マリアンヌが偽札密輸の証拠をつかんだために命を狙われるとか、組織に捕らえられたジェラールを救い出すために自ら悪に手を染めようとするとか、まー、そんな具合に事件に大きくかかわってくると恋の相手としてのマリアンヌの存在意義もでてくると思うのだけれど、100分の枠にはおさまらなくなってしまいそうだし。
春野寿美礼と桜乃彩音の組み合わせって、対等な男女ではなく、大人と少女という感じなので、本作品のようにお互いが等身大の役だと、何か強烈な動機付けがないと恋愛物として成立し難いように思います。(この点、春野寿美礼・ふづき美世は、大人同士の雰囲気があってよろしかったです。)
前作の「黒蜥蜴」、公演時は「なんで明智と黒蜥蜴が兄妹なんだようっ!」とつっこんだものですが、今思えば春野・桜乃の恋愛物を実現させるためのウルトラCだったのかも(単に苦肉の策かもしれないが)。
愛音羽麗はアダルト~なおいしい役。
真飛聖、品は無いけれど根はいいヤツというキャラがよく合ってました。もし、街が浄化されてカタギになったら、絶対石鹸彫刻職人だな。愛音羽麗がおかみさんで(笑)
立ともみ、出番は多くないが、ここぞというときに登場する御奉行様のようで、これもおいしい。
星原美沙緒はさすがの貫禄、しかも怖い。犯罪モノが面白くなるかどうかは悪役の存在感次第だと思うのですが、その点は大成功でしょう。

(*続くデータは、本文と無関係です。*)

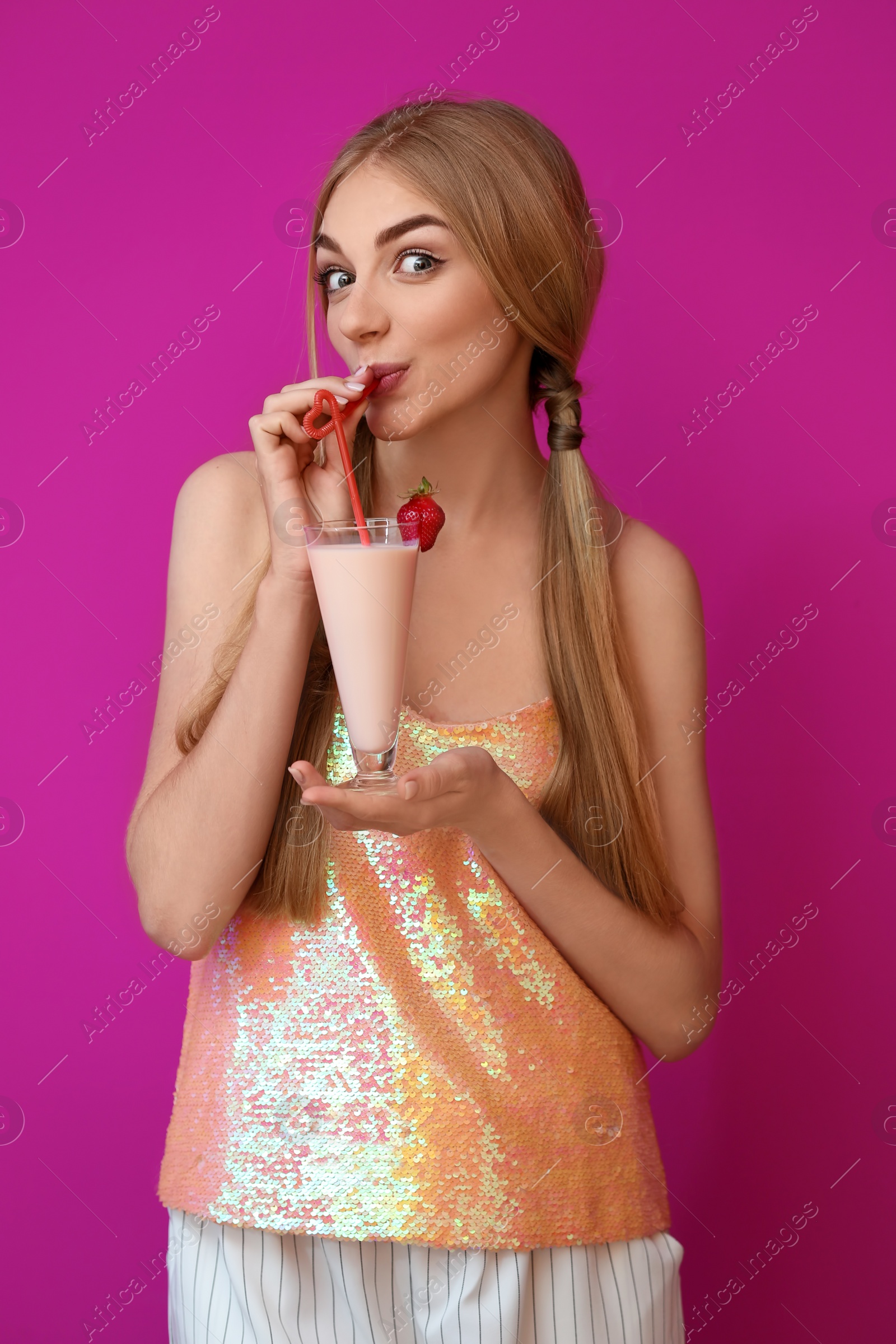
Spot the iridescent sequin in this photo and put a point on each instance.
(423, 1066)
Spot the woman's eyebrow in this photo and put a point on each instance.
(386, 236)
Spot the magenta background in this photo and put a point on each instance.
(745, 226)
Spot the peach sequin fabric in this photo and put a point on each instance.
(423, 1066)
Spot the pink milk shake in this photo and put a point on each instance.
(366, 595)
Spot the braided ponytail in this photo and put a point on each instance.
(553, 384)
(514, 198)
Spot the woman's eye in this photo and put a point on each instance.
(414, 264)
(334, 280)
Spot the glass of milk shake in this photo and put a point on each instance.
(365, 581)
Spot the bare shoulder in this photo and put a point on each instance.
(225, 486)
(220, 538)
(220, 522)
(649, 573)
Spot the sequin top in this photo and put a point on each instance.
(423, 1066)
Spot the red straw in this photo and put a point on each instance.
(335, 427)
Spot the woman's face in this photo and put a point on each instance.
(405, 297)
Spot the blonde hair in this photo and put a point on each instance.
(512, 194)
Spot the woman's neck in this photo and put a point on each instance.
(484, 460)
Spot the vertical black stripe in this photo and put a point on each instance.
(361, 1261)
(280, 1291)
(575, 1324)
(315, 1292)
(535, 1324)
(346, 1298)
(654, 1327)
(497, 1281)
(479, 1296)
(211, 1292)
(429, 1295)
(180, 1276)
(249, 1315)
(298, 1276)
(376, 1284)
(587, 1268)
(461, 1295)
(261, 1281)
(609, 1245)
(199, 1250)
(662, 1264)
(230, 1281)
(634, 1288)
(448, 1292)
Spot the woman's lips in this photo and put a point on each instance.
(390, 378)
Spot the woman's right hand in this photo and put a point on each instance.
(297, 489)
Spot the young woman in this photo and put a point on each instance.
(410, 1101)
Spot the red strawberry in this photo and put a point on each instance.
(422, 508)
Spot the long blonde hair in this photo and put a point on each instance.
(512, 194)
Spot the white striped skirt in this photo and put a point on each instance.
(242, 1285)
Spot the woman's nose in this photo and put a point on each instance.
(362, 316)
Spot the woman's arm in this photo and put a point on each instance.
(651, 978)
(202, 822)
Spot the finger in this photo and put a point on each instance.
(367, 811)
(308, 777)
(432, 781)
(301, 397)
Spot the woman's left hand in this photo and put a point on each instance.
(460, 788)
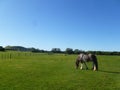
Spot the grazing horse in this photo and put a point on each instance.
(83, 58)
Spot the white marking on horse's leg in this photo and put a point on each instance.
(81, 66)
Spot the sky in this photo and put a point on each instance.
(46, 24)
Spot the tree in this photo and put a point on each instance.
(69, 51)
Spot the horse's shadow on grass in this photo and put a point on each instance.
(112, 72)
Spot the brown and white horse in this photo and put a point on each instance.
(83, 58)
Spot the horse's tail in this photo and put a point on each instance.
(77, 62)
(95, 62)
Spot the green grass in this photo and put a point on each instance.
(28, 71)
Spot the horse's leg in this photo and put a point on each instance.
(77, 64)
(95, 64)
(86, 65)
(81, 67)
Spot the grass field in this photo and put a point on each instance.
(28, 71)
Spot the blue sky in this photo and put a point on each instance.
(47, 24)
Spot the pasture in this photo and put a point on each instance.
(37, 71)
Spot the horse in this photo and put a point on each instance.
(83, 58)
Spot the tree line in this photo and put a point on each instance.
(57, 50)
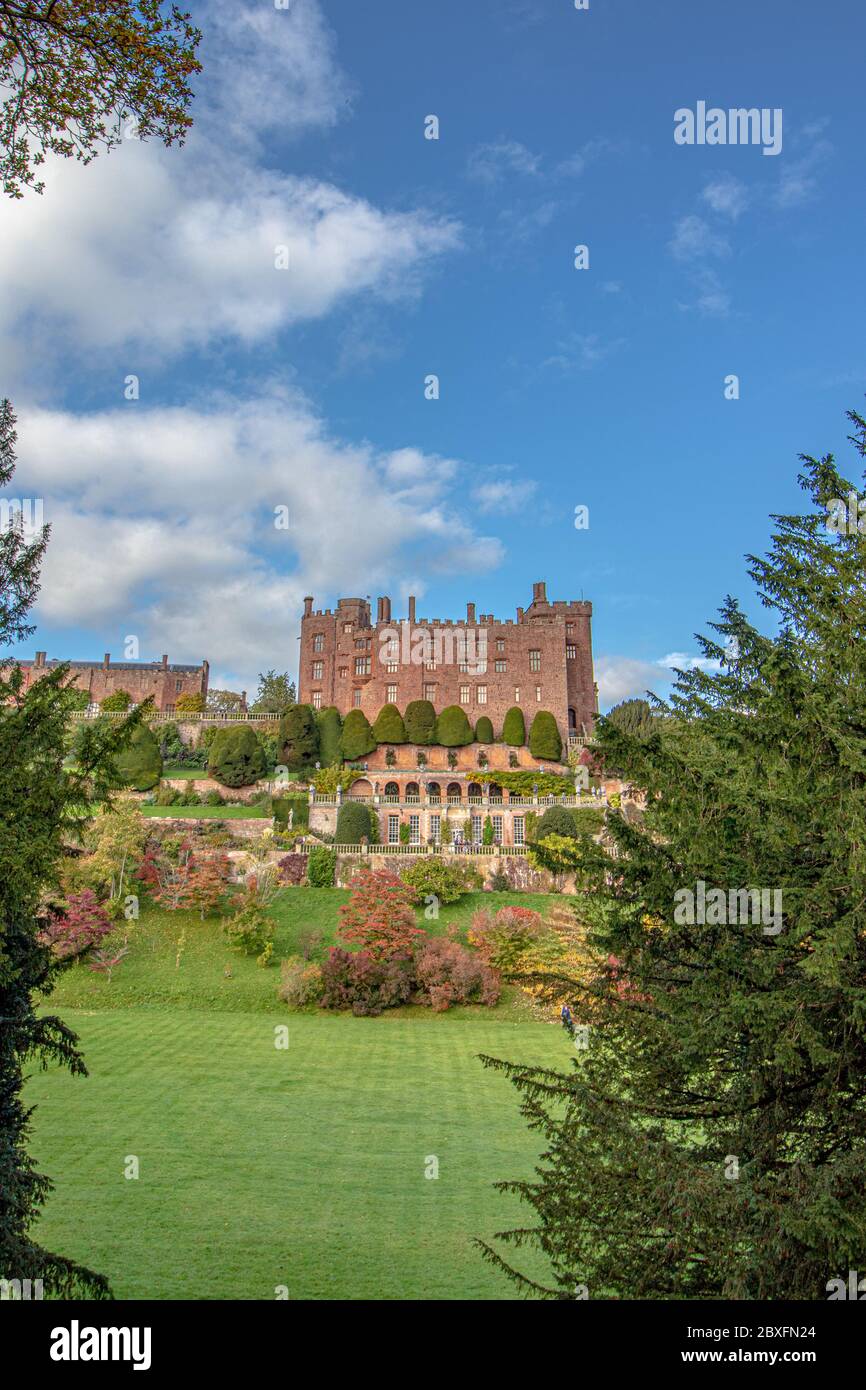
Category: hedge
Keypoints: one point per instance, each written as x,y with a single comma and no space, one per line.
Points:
389,727
299,737
420,723
515,729
544,737
453,729
237,758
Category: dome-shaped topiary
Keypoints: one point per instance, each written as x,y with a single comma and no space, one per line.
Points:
389,727
453,729
544,737
141,761
420,722
515,729
237,756
298,737
356,740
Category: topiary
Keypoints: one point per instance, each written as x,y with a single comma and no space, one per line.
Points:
389,727
116,702
556,820
453,729
515,729
484,730
544,737
321,862
353,823
356,740
141,762
330,729
420,723
299,737
237,758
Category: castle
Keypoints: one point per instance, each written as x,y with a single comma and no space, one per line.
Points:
541,659
139,679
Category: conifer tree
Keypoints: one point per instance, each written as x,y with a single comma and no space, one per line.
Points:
41,802
711,1140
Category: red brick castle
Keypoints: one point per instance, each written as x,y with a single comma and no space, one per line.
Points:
541,659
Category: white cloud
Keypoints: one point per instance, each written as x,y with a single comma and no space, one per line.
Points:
163,524
727,195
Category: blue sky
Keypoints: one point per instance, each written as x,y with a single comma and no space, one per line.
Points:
305,387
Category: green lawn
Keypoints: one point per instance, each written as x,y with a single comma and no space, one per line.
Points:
264,1166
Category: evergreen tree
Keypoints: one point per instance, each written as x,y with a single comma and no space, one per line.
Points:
41,805
711,1141
515,729
330,730
357,737
389,727
299,737
420,723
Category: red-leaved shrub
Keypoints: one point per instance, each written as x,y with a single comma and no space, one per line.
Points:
364,984
448,973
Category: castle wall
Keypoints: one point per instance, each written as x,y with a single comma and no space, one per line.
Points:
540,660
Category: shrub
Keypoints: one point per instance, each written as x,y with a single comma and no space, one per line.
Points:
299,737
431,875
321,863
448,973
420,722
378,916
544,737
191,704
355,823
237,758
300,983
116,702
556,820
81,926
453,729
389,727
366,984
141,762
249,931
292,869
330,730
356,740
515,729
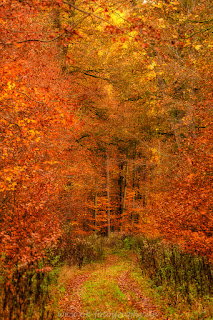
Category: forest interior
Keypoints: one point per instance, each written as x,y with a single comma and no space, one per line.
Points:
106,140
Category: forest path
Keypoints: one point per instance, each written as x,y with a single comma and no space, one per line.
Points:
107,290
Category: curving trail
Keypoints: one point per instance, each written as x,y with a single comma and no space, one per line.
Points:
142,307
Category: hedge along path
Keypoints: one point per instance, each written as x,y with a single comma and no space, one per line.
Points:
107,292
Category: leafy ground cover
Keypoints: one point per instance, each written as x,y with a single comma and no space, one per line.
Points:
118,288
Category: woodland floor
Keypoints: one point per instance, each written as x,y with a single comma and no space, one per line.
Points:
107,290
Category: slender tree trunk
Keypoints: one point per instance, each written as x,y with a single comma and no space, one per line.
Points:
108,198
124,198
96,210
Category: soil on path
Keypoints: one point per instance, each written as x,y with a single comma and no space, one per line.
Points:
137,299
71,304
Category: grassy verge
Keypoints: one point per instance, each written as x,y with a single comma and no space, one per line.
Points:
102,297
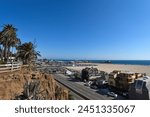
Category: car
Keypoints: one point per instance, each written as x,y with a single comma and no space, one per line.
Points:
88,83
112,94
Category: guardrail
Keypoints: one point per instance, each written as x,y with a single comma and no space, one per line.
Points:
9,67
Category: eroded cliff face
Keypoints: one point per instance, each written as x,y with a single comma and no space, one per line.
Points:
30,85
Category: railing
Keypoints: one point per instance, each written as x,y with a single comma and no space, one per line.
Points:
9,67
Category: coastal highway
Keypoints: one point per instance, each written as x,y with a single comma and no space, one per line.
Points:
83,91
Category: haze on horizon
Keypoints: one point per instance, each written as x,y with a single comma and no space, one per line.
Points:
82,29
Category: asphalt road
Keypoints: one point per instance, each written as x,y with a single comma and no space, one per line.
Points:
78,87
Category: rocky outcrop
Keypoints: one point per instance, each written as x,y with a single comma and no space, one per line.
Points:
30,85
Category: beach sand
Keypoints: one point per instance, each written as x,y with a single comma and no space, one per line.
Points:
110,67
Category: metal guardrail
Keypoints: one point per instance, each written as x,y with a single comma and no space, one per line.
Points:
9,67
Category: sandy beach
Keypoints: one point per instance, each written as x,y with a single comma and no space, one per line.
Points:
110,67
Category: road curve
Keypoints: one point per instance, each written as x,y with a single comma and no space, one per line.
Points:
83,91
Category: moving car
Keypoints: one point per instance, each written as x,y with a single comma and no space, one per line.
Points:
112,94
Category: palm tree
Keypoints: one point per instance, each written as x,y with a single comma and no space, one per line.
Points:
8,39
27,53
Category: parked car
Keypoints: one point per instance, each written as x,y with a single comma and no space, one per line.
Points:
88,83
112,94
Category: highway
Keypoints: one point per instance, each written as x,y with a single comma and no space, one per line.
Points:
79,89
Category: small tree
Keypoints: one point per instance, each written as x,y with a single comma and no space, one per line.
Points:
27,53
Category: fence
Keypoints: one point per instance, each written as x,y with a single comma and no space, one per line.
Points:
10,67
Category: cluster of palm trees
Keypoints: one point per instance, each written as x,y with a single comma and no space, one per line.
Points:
9,40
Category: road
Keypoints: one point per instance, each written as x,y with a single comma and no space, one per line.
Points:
80,89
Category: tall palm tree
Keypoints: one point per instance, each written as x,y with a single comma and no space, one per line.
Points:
27,53
8,37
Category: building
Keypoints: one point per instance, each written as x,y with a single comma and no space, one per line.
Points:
140,89
124,79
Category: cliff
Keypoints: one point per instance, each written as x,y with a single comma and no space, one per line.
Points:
30,85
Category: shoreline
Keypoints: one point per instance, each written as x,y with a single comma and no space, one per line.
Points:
110,67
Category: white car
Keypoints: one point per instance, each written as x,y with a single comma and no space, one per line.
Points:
112,94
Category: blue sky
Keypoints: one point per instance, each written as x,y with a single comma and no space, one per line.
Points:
82,29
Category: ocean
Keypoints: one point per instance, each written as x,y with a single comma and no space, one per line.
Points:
130,62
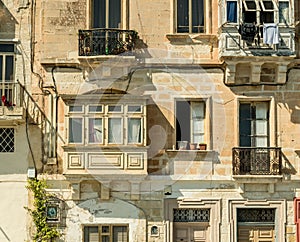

壮一帆、善人にも悪人にもなりきれない役をやらせたら日本一だと思います。
アルテミス婦人同盟の面々では、やはりメガネっ娘の花野じゅりあがツボでした。
マルセイユの駅前のシーンの舞台美術は秀逸でした。大階段を"駅前の階段"に見立て、上手く街のセットにとけこませています。「歌劇」「宝塚グラフ」に、その場面の舞台全体の写真が載っていないのは、"生で見るまでのお楽しみ"ということかもしれませんね。
グランド・レビュー
『ラブ・シンフォニー』
作・演出/中村一徳
群舞が多く、ジャズ、ラテン、スパニッシュと、ノリのよい曲が続くので楽しい。自分的には好みのショーです。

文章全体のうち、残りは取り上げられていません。